Confidence in the UK housing market also slipped, falling three points to 27%, following the Bank of England’s decision to keep the Base Rate steady at 4.25%. Despite this, some affordability concerns appeared to ease. In June, 39% of consumers identified property prices as a major barrier to ownership, down six points from May.
The proportion citing monthly mortgage payments also declined, falling three points to 19%, as lenders continue to lower rates.
Support schemes lack visibility despite demand
53% of renters believe that buying a home would be out of reach without access to financial support or government schemes. Yet awareness of initiatives such as Shared Ownership remains limited. Three in 10 people (31%) said they were unaware of the scheme entirely, with that figure rising to 39% among those aged 18 to 34.
However, those familiar with Shared Ownership often view it favourably. “Shared Ownership offers a more affordable route to getting on the property ladder compared to a traditional mortgage,” said 34% of respondents. “These types of initiatives offer a solution for first-time buyers struggling to get on the housing ladder,” noted 19%.
Saving targets misaligned with reality
Among renters currently saving for a deposit, the average target is just over £30,000, expected to be saved over 4.8 years.
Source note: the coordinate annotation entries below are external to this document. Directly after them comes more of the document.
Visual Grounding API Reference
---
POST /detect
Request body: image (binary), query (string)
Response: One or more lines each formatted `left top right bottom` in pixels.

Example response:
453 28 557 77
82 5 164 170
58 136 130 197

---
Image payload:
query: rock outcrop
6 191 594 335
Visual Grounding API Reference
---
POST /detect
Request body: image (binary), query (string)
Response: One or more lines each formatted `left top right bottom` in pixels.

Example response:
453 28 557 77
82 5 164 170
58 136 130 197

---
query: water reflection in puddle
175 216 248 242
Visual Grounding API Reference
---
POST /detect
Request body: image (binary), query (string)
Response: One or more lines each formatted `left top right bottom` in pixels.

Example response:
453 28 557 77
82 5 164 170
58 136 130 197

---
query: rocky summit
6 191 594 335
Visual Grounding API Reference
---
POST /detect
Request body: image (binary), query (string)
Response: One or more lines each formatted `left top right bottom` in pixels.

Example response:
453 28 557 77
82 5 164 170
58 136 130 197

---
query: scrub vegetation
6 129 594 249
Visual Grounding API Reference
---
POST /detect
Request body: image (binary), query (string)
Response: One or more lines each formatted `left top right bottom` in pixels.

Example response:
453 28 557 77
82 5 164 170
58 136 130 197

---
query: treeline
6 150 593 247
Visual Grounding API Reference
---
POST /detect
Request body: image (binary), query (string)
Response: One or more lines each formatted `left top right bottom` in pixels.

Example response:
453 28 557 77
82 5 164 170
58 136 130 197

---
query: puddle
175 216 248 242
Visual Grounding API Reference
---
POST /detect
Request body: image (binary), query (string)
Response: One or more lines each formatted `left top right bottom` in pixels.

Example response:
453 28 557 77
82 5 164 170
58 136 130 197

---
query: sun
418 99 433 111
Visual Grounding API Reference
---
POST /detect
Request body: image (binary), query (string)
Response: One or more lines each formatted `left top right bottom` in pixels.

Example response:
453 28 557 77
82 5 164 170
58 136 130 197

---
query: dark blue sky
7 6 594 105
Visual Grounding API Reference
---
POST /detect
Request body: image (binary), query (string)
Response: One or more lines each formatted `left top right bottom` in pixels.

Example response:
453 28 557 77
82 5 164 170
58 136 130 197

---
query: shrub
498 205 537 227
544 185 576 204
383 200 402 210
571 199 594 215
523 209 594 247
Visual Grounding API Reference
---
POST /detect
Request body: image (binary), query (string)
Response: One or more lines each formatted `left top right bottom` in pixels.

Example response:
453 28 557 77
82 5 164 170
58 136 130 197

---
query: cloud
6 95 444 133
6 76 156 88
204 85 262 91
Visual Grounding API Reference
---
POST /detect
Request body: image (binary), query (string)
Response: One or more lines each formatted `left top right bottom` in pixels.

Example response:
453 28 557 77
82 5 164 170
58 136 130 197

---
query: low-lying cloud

This would require average monthly contributions of £526.86.
In practice, however, savers are putting aside less than half that amount, averaging £230.80 per month, excluding any gains from interest or inflation. This shortfall suggests many may fall behind unless their financial circumstances change.
Rental pressure and later-life preferences
49% of all tenants believe that renting is more expensive than paying a mortgage. Renters are also more likely to report difficulty managing housing costs, with 25% saying they struggle compared to just 9% of homeowners.
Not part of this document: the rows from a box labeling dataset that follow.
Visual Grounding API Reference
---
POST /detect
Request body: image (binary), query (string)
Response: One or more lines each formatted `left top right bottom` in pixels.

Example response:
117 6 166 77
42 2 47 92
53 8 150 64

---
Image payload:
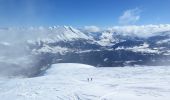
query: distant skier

Not all renters are new to the housing market. 22% said they had previously owned a home, including 40% of those aged 55 or over. Flexibility appears to be a driving factor for older renters, with 56% of those in this age group stating that renting suits their current lifestyle, compared to a national average of 40%.
Affordability remains a challenge
“Our latest insights reflect a housing market in transition,” explained Jatin Patel, head of mortgages, savings and insurance at Barclays. “While lower mortgage rates are providing some relief, affordability remains a challenge.
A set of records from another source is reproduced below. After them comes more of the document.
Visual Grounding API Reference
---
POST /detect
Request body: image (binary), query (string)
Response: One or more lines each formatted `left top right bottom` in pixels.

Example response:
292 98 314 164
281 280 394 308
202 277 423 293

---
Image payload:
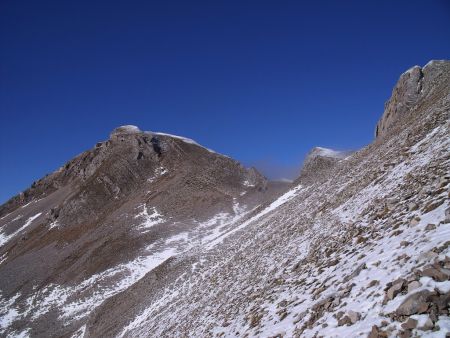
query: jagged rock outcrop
375 60 450 137
0 126 287 336
295 147 352 184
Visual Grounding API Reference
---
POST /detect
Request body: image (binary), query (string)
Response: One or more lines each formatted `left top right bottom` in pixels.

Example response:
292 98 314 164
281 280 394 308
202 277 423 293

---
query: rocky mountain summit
0 61 450 338
0 126 289 336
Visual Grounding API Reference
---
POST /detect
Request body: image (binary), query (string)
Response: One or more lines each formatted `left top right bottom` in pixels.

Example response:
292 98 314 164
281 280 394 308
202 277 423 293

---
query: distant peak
308 147 349 159
110 124 141 137
111 124 141 134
“Half of renters view homeownership as unattainable without financial support schemes, yet there remains a significant gap in awareness of initiatives like Shared Ownership, particularly among younger adults. Bridging this knowledge gap is crucial to empowering first-time buyers and fostering greater accessibility to the property market.”
Will Hobbs, managing director of Barclays Private Bank and Wealth Management, added, “Data on the economy are telling a particularly incoherent story at the moment. We maintain that the starting point for the UK’s economy is better than widely acknowledged. Household balance sheets are more robust in aggregate and the corporate sector is potentially well placed to benefit from the incoming industrial revolution in machine learning and generative AI.
“The news of the world around us remains unsettling, but it is important to remember that the economy is capable of dancing to a quite different tune. Blind optimism ultimately outperforms sober pessimism when it comes to the economy over longer periods of time, primarily because the march of technological change.”